Async Tiering Design Document

Background

Our current tiered storage component performs disk operations inline as part of executing shard-local operations. This approach introduces latency when processing commands, impacting both the system's throughput and overall command latency. The following document discusses a potential redesign that addresses this issue and enables the execution of operations without I/O blocking.

mermaid

graph LR
    %% Left Side: No Tiering
    subgraph S1 [Shard queue no tiering]
        direction TB
        A1[get] --- B1[set]
        B1 --- C1[get]
        C1 --- D1["&nbsp;"]
    end

    %% Spacing and Arrows
    S1 --- Space1[ ]
    Space1 -.-> Space2[ ]
    Space2 --- S2

    %% Right Side: With Tiering
    subgraph S2 [Shard queue with tiering]
        direction TB
        A2["get
I/O read"] --- B2["set
I/O write"]
        B2 --- C2["get
I/O read"]
        C2 --- D2["&nbsp;"]
    end

    %% Styling
    style S1 fill:#fff,stroke:#ffcc00,stroke-width:2px
    style S2 fill:#fff,stroke:#ffcc00,stroke-width:2px
    style A1 fill:#fff,stroke:#ffcc00
    style B1 fill:#fff,stroke:#ffcc00
    style C1 fill:#fff,stroke:#ffcc00
    style D1 fill:none,stroke:none
    style A2 fill:#fff,stroke:#ffcc00
    style B2 fill:#fff,stroke:#ffcc00
    style C2 fill:#fff,stroke:#ffcc00
    style D2 fill:none,stroke:none

    %% Hide the spacer nodes
    style Space1 fill:none,stroke:none
    style Space2 fill:none,stroke:none

High level design

The core goal is to perform tiered I/O operations concurrently while maintaining transparency for the transaction framework designed for instant RAM operations.
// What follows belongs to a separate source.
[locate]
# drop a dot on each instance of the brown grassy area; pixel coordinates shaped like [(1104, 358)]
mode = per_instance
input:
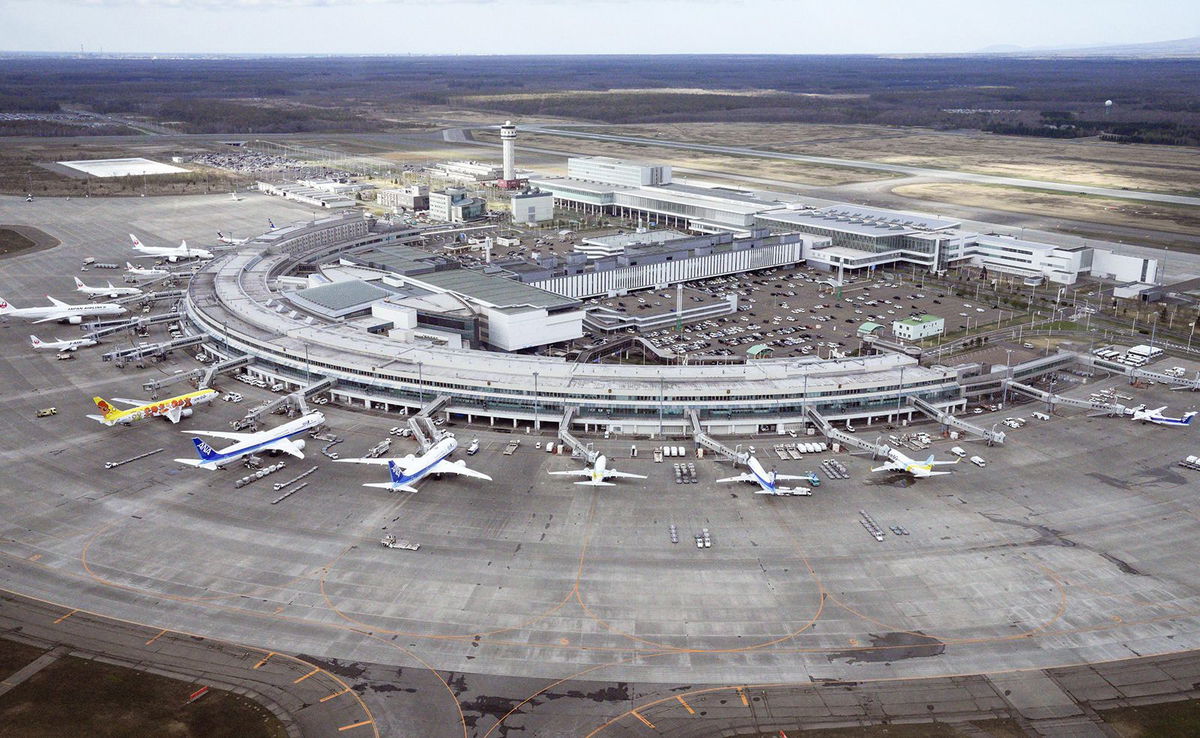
[(21, 172), (1080, 161), (15, 657), (78, 697), (1158, 216), (747, 166)]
Transactions issue asynchronous requests to the tiered storage, returning futures that the coordinating fiber awaits. Operations on the same key execute strictly in order, relying on the transactional framework for correctness, while operations on different keys can be interleaved for efficiency.

The following diagram depicts a simplified flow for a GET operation:

mermaid

sequenceDiagram
    participant Coordinator
    participant Shard
    participant Disk

    Coordinator->>Shard: Get
    Shard->>Disk: IO_Read
    Shard-->>Coordinator: ResultFuture
    Disk-->>Shard: ReadCallback
    Shard-->>Coordinator: ResultFulfilled

The coordinator fiber schedules a command on a shard thread. The command performs initial work, issues an asynchronous read, and returns a ResultFuture to the coordinator. The coordinator waits for fulfillment before replying. This parallelism hides most I/O latency (assuming non-saturated SSDs).
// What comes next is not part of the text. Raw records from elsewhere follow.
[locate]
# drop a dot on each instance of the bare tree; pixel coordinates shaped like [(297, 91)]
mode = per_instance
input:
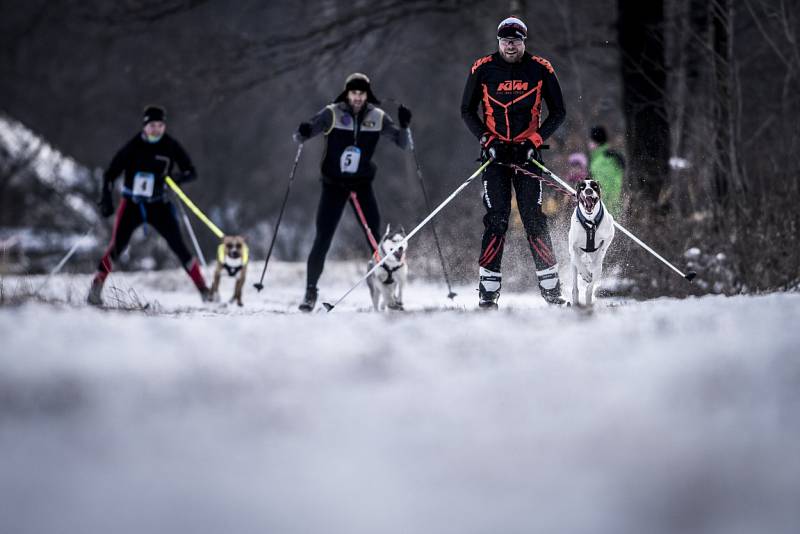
[(644, 77)]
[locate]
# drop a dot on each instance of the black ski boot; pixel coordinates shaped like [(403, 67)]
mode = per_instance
[(310, 300), (95, 297), (553, 296), (487, 300)]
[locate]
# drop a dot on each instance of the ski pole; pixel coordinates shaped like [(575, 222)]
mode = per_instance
[(689, 275), (64, 260), (193, 237), (450, 293), (363, 219), (200, 215), (260, 285), (446, 201)]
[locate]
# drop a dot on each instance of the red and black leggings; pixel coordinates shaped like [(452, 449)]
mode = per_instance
[(159, 215), (331, 205), (497, 183)]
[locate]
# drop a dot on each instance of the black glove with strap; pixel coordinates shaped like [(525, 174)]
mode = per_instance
[(498, 150), (304, 131), (403, 116), (106, 204)]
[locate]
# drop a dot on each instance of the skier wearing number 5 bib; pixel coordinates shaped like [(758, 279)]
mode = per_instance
[(352, 126), (144, 162)]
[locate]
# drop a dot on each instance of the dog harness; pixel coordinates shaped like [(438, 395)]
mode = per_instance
[(590, 227), (232, 270), (389, 272)]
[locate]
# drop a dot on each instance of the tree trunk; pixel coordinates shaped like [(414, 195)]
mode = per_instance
[(728, 184)]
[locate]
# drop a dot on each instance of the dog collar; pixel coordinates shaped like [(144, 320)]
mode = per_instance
[(590, 226), (232, 271), (389, 271)]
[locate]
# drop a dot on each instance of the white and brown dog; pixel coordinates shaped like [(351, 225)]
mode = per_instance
[(591, 231), (386, 284), (233, 256)]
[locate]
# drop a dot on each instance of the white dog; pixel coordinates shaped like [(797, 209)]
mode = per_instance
[(386, 284), (590, 234)]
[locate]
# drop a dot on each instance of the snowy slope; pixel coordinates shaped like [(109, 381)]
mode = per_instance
[(662, 416)]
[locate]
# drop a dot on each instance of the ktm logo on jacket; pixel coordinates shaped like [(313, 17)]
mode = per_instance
[(512, 85)]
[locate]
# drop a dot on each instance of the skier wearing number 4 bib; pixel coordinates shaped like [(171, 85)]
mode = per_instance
[(352, 126), (144, 162)]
For complex operations like APPEND, that require reading the value and modifying it, a post-read handler runs on the shard thread. Since in-place disk modification isn't supported, APPEND becomes an IO-READ followed by a handler that modifies the value in memory. The result is returned to the coordinator and the modified value is uploaded to memory and is deleted on disk.

It is important to note that only a single read is issued for all pending asynchronous commands for a given key. Once the read finished, all callbacks are executed consecutively and atomically. This guarantees correctness of operation order and outside observers. This execution loops is aided by specialized Decoder classes that keep an intermediary value in-between modifications or avoid creating it at all for read-only sequences.
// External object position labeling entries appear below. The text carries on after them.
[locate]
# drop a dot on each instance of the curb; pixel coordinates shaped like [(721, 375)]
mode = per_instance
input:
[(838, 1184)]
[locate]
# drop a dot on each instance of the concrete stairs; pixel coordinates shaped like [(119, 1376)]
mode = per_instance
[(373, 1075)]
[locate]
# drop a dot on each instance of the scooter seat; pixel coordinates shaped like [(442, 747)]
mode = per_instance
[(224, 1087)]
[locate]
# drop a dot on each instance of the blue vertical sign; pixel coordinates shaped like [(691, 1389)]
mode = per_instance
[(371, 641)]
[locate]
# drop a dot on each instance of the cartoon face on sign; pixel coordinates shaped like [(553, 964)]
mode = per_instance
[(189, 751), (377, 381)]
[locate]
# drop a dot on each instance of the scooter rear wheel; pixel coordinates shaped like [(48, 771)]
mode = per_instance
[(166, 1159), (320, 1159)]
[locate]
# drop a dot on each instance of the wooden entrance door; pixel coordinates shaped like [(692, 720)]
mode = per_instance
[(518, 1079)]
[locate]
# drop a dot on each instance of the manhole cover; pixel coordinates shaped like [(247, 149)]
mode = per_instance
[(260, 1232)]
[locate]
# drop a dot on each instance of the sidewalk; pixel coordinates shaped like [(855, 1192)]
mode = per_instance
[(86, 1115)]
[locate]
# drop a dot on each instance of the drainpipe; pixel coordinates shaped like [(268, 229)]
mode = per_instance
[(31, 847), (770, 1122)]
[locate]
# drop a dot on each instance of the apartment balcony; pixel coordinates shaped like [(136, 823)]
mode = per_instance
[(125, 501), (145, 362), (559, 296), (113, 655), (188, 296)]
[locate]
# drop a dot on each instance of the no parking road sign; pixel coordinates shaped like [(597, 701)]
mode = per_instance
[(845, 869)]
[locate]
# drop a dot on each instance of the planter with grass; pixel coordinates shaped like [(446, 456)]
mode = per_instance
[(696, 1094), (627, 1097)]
Unlike the previous design where DbSlice::Find(...) handled tiering transparently, command implementations handling offloaded values must now use callbacks or futures (e.g., via TieredStorage::Read or Modify).

Tiered Storage Component

The TieredStorage component manages the lifecycle of offloaded items. Externalized blobs are immutable on disk; operations involve stashing new blobs, reading existing ones, or marking them for deletion.

Upstream API (TieredStorage)

The primary interface used by commands includes:

Read(DbIndex, Key, Value) -> Future<string>: Asynchronously fetch an offloaded value.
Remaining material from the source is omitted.